Bone-chilling noise rent the air, a deafening death rattle exhaled from the direction they'd come, sickening in pitch and far too drawn-out to belong to what lived. A needling thrill raced beneath Pyrrha's skin. The building shuddered around them as if in revulsion for what took place inside its recesses, but not even so much as a fluttering tapestry evinced the upheaval. Pyrrha let her wand fall as the perpetual breath at last went thin and perished, a palpable sense of wickedness pervading the chamber in its eerily ringing wake.

The binding promise dissolving behind Pyrrha's heart alleviated a constricted sensation she had long since failed to notice.

"What's she doing now?" Daisy whispered urgently, eyes chasing at the room's shadows.

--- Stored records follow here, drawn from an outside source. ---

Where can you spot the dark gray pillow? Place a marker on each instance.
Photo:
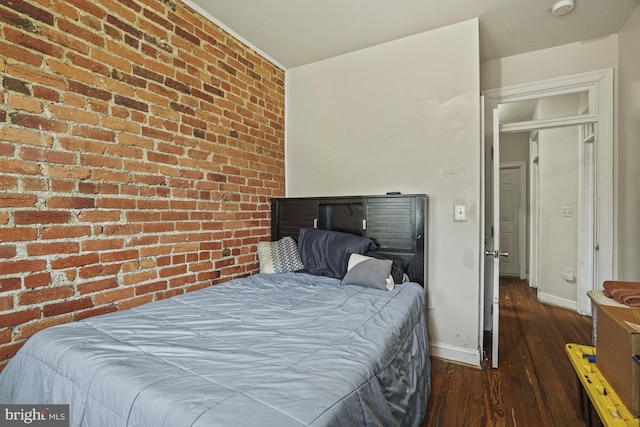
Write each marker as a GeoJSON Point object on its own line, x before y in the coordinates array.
{"type": "Point", "coordinates": [369, 272]}
{"type": "Point", "coordinates": [325, 252]}
{"type": "Point", "coordinates": [400, 265]}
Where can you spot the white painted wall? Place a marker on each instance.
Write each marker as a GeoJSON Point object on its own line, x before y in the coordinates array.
{"type": "Point", "coordinates": [629, 150]}
{"type": "Point", "coordinates": [402, 116]}
{"type": "Point", "coordinates": [573, 58]}
{"type": "Point", "coordinates": [558, 244]}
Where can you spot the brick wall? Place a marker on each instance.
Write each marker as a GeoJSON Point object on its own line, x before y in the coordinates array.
{"type": "Point", "coordinates": [139, 148]}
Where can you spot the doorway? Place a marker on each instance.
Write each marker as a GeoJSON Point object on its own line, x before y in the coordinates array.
{"type": "Point", "coordinates": [546, 208]}
{"type": "Point", "coordinates": [595, 90]}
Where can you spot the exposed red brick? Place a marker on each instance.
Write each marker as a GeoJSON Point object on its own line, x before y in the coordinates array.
{"type": "Point", "coordinates": [41, 217]}
{"type": "Point", "coordinates": [69, 306]}
{"type": "Point", "coordinates": [140, 140]}
{"type": "Point", "coordinates": [35, 249]}
{"type": "Point", "coordinates": [37, 280]}
{"type": "Point", "coordinates": [20, 316]}
{"type": "Point", "coordinates": [9, 284]}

"It was Aradia . . . her final breath," Pyrrha said, stooping down stiffly to unroll the carpet across the stone. Belated affection for the old witch stole over her and faded away like a childhood memory. "She's done what she could for us; let's make the most of it. Hurry, now."

The carpet rose from the floor of its own volition, pausing at knee height. As Daisy and Hati moved to settle on its unwavering surface, Pyrrha looked up at the dynamic mosaics across the ceiling once more.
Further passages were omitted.